下面的段落包含一个连续的单字符串文本。在应用 wrap 函数时,我们可以看到文本如何被分隔成以逗号分隔的多行。

import parawrap

text = "In late summer 1945, guests are gathered for the wedding reception of Don Vito Corleone's daughter Connie (Talia Shire) and Carlo Rizzi (Gianni Russo). Vito (Marlon Brando), the head of the Corleone Mafia family, is known to friends and associates as Godfather. He and Tom Hagen (Robert Duvall), the Corleone family lawyer, are hearing requests for favors because, according to Italian tradition, no Sicilian can refuse a request on his daughter's wedding day. One of the men who asks the Don for a favor is Amerigo Bonasera, a successful mortician and acquaintance of the Don, whose daughter was brutally beaten by two young men because she refused their advances; the men received minimal punishment from the presiding judge. The Don is disappointed in Bonasera, who'd avoided most contact with the Don due to Corleone's nefarious business dealings. The Don's wife is godmother to Bonasera's shamed daughter, a relationship the Don uses to extract new loyalty from the undertaker. The Don agrees to have his men punish the young men responsible (in a non-lethal manner) in return for future service if necessary."

print parawrap.wrap(text)

当我们运行以上程序时,我们得到了以下输出 −

['In late summer 1945, guests are gathered for the wedding reception of', "Don Vito Corleone's daughter Connie (Talia Shire) and Carlo Rizzi", '(Gianni Russo). Vito (Marlon Brando), the head of the Corleone Mafia', 'family, is known to friends and associates as Godfather. He and Tom', 'Hagen (Robert Duvall), the Corleone family lawyer, are hearing', 'requests for favors because, according to Italian tradition, no', "Sicilian can refuse a request on his daughter's wedding day. One of", 'the men who asks the Don for a favor is Amerigo Bonasera, a successful', 'mortician and acquaintance of the Don, whose daughter was brutally', 'beaten by two young men because she refused their advances; the men', 'received minimal punishment from the presiding judge. The Don is', "disappointed in Bonasera, who'd avoided most contact with the Don due", "to Corleone's nefarious business dealings. The Don's wife is godmother", "to Bonasera's shamed daughter, a relationship the Don uses to extract", 'new loyalty from the undertaker. The Don agrees to have his men punish', 'the young men responsible (in a non-lethal manner) in return for', 'future service if necessary.']
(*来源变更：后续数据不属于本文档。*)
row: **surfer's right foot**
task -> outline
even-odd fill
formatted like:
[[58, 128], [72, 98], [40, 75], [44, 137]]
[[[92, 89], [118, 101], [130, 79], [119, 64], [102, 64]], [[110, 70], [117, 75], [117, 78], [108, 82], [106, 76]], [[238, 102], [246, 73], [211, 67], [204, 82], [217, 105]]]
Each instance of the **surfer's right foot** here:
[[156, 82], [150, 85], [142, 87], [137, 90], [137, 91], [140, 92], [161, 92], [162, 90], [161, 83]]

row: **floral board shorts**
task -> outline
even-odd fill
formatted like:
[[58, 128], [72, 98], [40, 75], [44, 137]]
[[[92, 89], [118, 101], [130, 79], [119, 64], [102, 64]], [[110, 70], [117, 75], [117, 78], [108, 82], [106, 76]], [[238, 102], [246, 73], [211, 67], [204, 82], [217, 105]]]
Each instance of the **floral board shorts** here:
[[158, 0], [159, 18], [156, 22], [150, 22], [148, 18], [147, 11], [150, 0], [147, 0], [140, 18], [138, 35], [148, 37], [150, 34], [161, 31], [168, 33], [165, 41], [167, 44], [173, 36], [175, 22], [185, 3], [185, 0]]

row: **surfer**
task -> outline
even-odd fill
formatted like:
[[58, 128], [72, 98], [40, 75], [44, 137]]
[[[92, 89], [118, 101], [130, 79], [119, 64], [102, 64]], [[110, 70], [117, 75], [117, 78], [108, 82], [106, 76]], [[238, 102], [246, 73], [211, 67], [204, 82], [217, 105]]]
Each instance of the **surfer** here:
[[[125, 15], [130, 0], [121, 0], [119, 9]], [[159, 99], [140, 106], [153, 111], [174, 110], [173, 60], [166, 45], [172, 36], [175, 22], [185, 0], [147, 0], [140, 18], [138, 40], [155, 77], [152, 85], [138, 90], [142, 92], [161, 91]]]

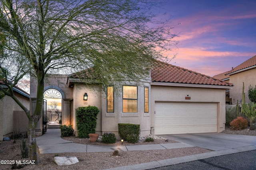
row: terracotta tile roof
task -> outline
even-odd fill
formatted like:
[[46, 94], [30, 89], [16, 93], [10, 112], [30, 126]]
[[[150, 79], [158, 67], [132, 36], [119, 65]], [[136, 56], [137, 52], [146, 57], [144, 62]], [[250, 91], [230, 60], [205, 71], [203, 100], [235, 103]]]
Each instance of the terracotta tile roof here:
[[256, 66], [256, 55], [246, 60], [240, 65], [235, 67], [226, 74], [230, 74], [249, 67]]
[[229, 78], [229, 74], [234, 73], [235, 72], [242, 70], [243, 69], [249, 68], [252, 66], [256, 67], [256, 55], [246, 60], [241, 64], [236, 66], [232, 70], [213, 76], [214, 78], [219, 80], [223, 80]]
[[151, 78], [153, 82], [233, 86], [232, 84], [159, 61], [151, 70]]
[[230, 71], [230, 70], [226, 71], [226, 72], [223, 72], [219, 74], [216, 75], [212, 76], [212, 77], [213, 77], [214, 78], [216, 78], [217, 79], [220, 80], [222, 80], [223, 79], [229, 78], [229, 75], [226, 74]]
[[[4, 84], [4, 80], [0, 80], [0, 84], [2, 84], [3, 85], [5, 85]], [[29, 93], [28, 93], [27, 92], [26, 92], [26, 91], [23, 90], [23, 89], [22, 89], [22, 88], [18, 87], [18, 86], [15, 86], [14, 88], [13, 88], [14, 89], [14, 91], [15, 89], [17, 89], [17, 90], [20, 90], [21, 92], [22, 92], [23, 93], [24, 93], [24, 94], [26, 95], [27, 96], [30, 96], [30, 94]]]

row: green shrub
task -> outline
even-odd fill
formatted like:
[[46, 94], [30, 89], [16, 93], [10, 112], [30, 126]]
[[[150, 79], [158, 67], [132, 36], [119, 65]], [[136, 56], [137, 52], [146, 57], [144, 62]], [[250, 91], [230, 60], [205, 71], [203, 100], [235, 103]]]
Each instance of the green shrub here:
[[67, 126], [66, 125], [60, 125], [60, 135], [62, 137], [72, 136], [74, 133], [74, 129], [72, 125]]
[[154, 138], [151, 137], [148, 137], [145, 139], [144, 142], [154, 142]]
[[118, 134], [121, 139], [127, 141], [128, 135], [140, 136], [140, 125], [118, 123]]
[[101, 141], [104, 143], [114, 143], [116, 141], [116, 135], [111, 132], [104, 132], [101, 139]]
[[89, 133], [95, 133], [97, 125], [97, 115], [100, 112], [95, 106], [80, 107], [76, 109], [78, 137], [89, 138]]
[[236, 115], [236, 107], [226, 107], [226, 124], [230, 125], [230, 123], [236, 119], [238, 115]]
[[248, 121], [244, 117], [238, 116], [230, 123], [230, 129], [236, 131], [246, 129], [248, 126]]
[[140, 136], [137, 134], [128, 134], [126, 137], [126, 141], [129, 143], [135, 143], [140, 139]]

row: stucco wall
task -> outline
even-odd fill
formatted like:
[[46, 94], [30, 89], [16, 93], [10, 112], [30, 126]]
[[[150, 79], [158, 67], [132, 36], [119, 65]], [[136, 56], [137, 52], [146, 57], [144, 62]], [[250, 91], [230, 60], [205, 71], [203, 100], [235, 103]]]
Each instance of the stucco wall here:
[[251, 85], [255, 87], [256, 85], [256, 68], [252, 69], [230, 76], [230, 82], [233, 83], [233, 89], [230, 90], [230, 98], [232, 99], [232, 104], [242, 102], [243, 82], [244, 83], [244, 93], [246, 103], [250, 102], [248, 97], [248, 90]]
[[[68, 75], [66, 74], [47, 74], [44, 82], [44, 88], [54, 88], [57, 87], [61, 90], [61, 93], [64, 94], [62, 96], [62, 114], [64, 117], [63, 124], [67, 125], [72, 124], [71, 122], [71, 102], [73, 98], [73, 89], [68, 87], [67, 84]], [[37, 80], [34, 77], [30, 77], [30, 98], [32, 99], [30, 104], [30, 114], [32, 114], [33, 107], [34, 107], [34, 103], [32, 104], [32, 101], [36, 98], [37, 91]], [[58, 90], [58, 89], [56, 89]], [[68, 117], [68, 119], [65, 119]], [[41, 118], [38, 121], [36, 128], [37, 134], [42, 134], [42, 120]]]
[[[18, 93], [15, 95], [19, 100], [28, 109], [29, 99]], [[0, 140], [6, 135], [10, 135], [14, 131], [18, 132], [19, 129], [14, 129], [14, 111], [23, 110], [10, 97], [5, 96], [0, 100]]]
[[[144, 87], [149, 88], [149, 112], [144, 112]], [[118, 123], [131, 123], [140, 125], [141, 137], [148, 135], [150, 133], [150, 87], [149, 83], [138, 86], [138, 112], [122, 112], [122, 87], [114, 90], [114, 113], [107, 112], [107, 99], [106, 94], [102, 98], [102, 133], [114, 133], [118, 138]]]
[[[190, 100], [185, 99], [188, 95]], [[155, 126], [155, 102], [211, 102], [217, 104], [217, 132], [225, 129], [225, 89], [151, 86], [151, 126]]]
[[[87, 93], [88, 95], [87, 100], [84, 100], [84, 94]], [[79, 107], [86, 107], [88, 106], [96, 106], [100, 110], [97, 120], [96, 132], [101, 135], [102, 116], [101, 116], [101, 89], [97, 86], [86, 86], [84, 84], [76, 84], [74, 87], [73, 98], [73, 127], [74, 129], [76, 136], [78, 135], [76, 128], [76, 109]]]

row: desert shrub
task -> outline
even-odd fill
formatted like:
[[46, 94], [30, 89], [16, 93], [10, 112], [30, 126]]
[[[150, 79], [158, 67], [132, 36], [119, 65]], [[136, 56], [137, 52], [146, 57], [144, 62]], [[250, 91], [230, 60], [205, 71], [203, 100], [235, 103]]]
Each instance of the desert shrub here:
[[[229, 106], [229, 105], [228, 105]], [[226, 107], [226, 124], [229, 125], [230, 123], [236, 119], [238, 115], [236, 115], [236, 107], [232, 106]]]
[[121, 139], [127, 141], [128, 135], [140, 136], [140, 125], [129, 123], [118, 123], [118, 134]]
[[74, 133], [74, 129], [72, 125], [67, 126], [66, 125], [60, 125], [60, 135], [62, 137], [72, 136]]
[[144, 142], [154, 142], [154, 138], [151, 137], [148, 137], [145, 139]]
[[248, 121], [244, 117], [238, 117], [230, 123], [230, 129], [236, 131], [244, 129], [248, 126]]
[[97, 116], [100, 112], [96, 106], [80, 107], [76, 109], [78, 137], [89, 138], [89, 133], [95, 133]]
[[116, 135], [111, 132], [104, 132], [101, 138], [102, 142], [104, 143], [114, 143], [116, 141]]
[[140, 139], [140, 136], [138, 134], [128, 134], [126, 141], [129, 143], [135, 143]]
[[112, 156], [119, 156], [119, 152], [118, 151], [118, 150], [117, 150], [116, 149], [115, 151], [113, 152]]

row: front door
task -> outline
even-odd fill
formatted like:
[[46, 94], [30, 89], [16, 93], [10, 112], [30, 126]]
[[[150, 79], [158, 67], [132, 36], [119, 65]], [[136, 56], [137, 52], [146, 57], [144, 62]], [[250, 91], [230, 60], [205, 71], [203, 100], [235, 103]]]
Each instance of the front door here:
[[47, 101], [44, 99], [44, 105], [43, 106], [43, 135], [46, 132], [46, 123], [47, 123], [47, 119], [46, 117], [46, 106]]

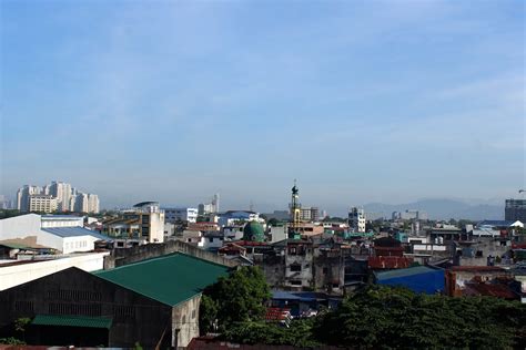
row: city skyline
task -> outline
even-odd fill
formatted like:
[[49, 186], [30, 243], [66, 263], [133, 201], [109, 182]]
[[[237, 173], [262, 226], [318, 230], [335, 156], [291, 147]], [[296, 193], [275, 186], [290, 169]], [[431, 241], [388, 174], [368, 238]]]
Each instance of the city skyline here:
[[299, 178], [331, 212], [525, 187], [522, 1], [1, 7], [10, 198], [62, 178], [102, 207], [280, 209]]

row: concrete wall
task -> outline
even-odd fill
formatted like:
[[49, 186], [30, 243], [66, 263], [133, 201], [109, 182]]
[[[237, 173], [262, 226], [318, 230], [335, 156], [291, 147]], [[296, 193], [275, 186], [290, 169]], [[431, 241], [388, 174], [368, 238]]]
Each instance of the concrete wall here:
[[104, 258], [104, 269], [155, 258], [172, 253], [184, 253], [206, 261], [229, 267], [237, 266], [237, 262], [219, 256], [215, 253], [200, 249], [184, 241], [170, 240], [163, 244], [149, 244], [128, 249], [114, 249], [111, 256]]
[[61, 217], [61, 216], [42, 216], [42, 228], [47, 227], [83, 227], [84, 217]]
[[194, 337], [199, 337], [199, 303], [198, 295], [172, 310], [172, 347], [185, 348]]
[[[171, 312], [170, 306], [74, 268], [0, 292], [0, 329], [36, 315], [111, 317], [108, 346], [112, 348], [134, 348], [139, 342], [143, 349], [154, 349], [162, 339], [160, 349], [166, 349], [172, 338]], [[90, 329], [83, 331], [89, 338]], [[30, 344], [45, 344], [39, 339], [45, 334], [33, 336]], [[69, 336], [62, 339], [65, 342]]]
[[0, 239], [24, 238], [40, 233], [40, 215], [27, 214], [0, 220]]
[[92, 253], [4, 267], [0, 265], [0, 290], [22, 285], [73, 266], [84, 271], [101, 270], [104, 265], [105, 256], [109, 256], [109, 253]]

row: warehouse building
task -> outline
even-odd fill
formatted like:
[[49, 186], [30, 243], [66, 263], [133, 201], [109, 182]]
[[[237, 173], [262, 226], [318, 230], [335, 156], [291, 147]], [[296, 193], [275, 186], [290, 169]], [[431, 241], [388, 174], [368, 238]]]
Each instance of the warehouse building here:
[[30, 318], [29, 344], [186, 347], [199, 336], [201, 291], [226, 275], [184, 254], [93, 274], [69, 268], [0, 292], [0, 338]]

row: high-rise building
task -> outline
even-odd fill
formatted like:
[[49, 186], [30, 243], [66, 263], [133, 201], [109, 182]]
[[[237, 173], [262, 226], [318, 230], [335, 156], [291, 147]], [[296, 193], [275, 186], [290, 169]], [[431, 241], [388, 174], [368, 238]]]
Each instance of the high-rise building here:
[[94, 194], [88, 194], [88, 212], [98, 214], [99, 210], [99, 196]]
[[164, 222], [175, 224], [178, 222], [196, 223], [196, 208], [164, 208]]
[[295, 238], [300, 233], [300, 223], [301, 223], [301, 208], [300, 203], [300, 188], [296, 186], [296, 181], [294, 179], [294, 187], [292, 187], [291, 204], [289, 208], [291, 210], [291, 223], [289, 226], [289, 238]]
[[60, 212], [70, 209], [71, 185], [62, 182], [51, 182], [49, 194], [57, 198]]
[[57, 212], [58, 200], [50, 195], [30, 195], [29, 210], [38, 213], [53, 213]]
[[510, 222], [526, 223], [526, 199], [506, 199], [504, 218]]
[[[94, 194], [83, 194], [78, 192], [77, 188], [72, 188], [70, 184], [55, 181], [50, 185], [45, 185], [43, 188], [39, 186], [24, 185], [17, 192], [17, 208], [21, 212], [32, 212], [30, 208], [30, 197], [36, 195], [50, 196], [54, 198], [57, 207], [54, 207], [53, 212], [99, 213], [100, 209], [99, 196]], [[37, 203], [43, 203], [43, 198], [44, 197], [36, 198], [33, 204], [37, 205]], [[51, 207], [54, 206], [54, 202], [50, 202]], [[40, 208], [41, 204], [38, 204], [38, 207]], [[44, 212], [37, 210], [34, 207], [33, 210]]]
[[352, 207], [348, 210], [348, 226], [355, 233], [365, 233], [365, 213], [363, 208]]
[[220, 210], [220, 197], [216, 193], [211, 203], [201, 203], [198, 206], [199, 215], [216, 214]]
[[302, 222], [318, 222], [320, 209], [317, 207], [303, 207], [300, 209], [300, 219]]

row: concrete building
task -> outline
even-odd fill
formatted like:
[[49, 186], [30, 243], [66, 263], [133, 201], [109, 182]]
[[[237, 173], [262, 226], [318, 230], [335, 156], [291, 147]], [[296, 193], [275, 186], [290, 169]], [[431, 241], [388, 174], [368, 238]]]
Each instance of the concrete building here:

我们可以使用 wrap 函数来应用特定宽度作为输入参数,如果需要保持 wrap 函数所需宽度,它将剪切单词。

import parawrap

text = "In late summer 1945, guests are gathered for the wedding reception of Don Vito Corleone's daughter Connie (Talia Shire) and Carlo Rizzi (Gianni Russo). Vito (Marlon Brando), the head of the Corleone Mafia family, is known to friends and associates as Godfather. He and Tom Hagen (Robert Duvall), the Corleone family lawyer, are hearing requests for favors because, according to Italian tradition, no Sicilian can refuse a request on his daughter's wedding day. One of the men who asks the Don for a favor is Amerigo Bonasera, a successful mortician and acquaintance of the Don, whose daughter was brutally beaten by two young men because she refused their advances; the men received minimal punishment from the presiding judge. The Don is disappointed in Bonasera, who'd avoided most contact with the Don due to Corleone's nefarious business dealings. The Don's wife is godmother to Bonasera's shamed daughter, a relationship the Don uses to extract new loyalty from the undertaker. The Don agrees to have his men punish the young men responsible (in a non-lethal manner) in return for future service if necessary."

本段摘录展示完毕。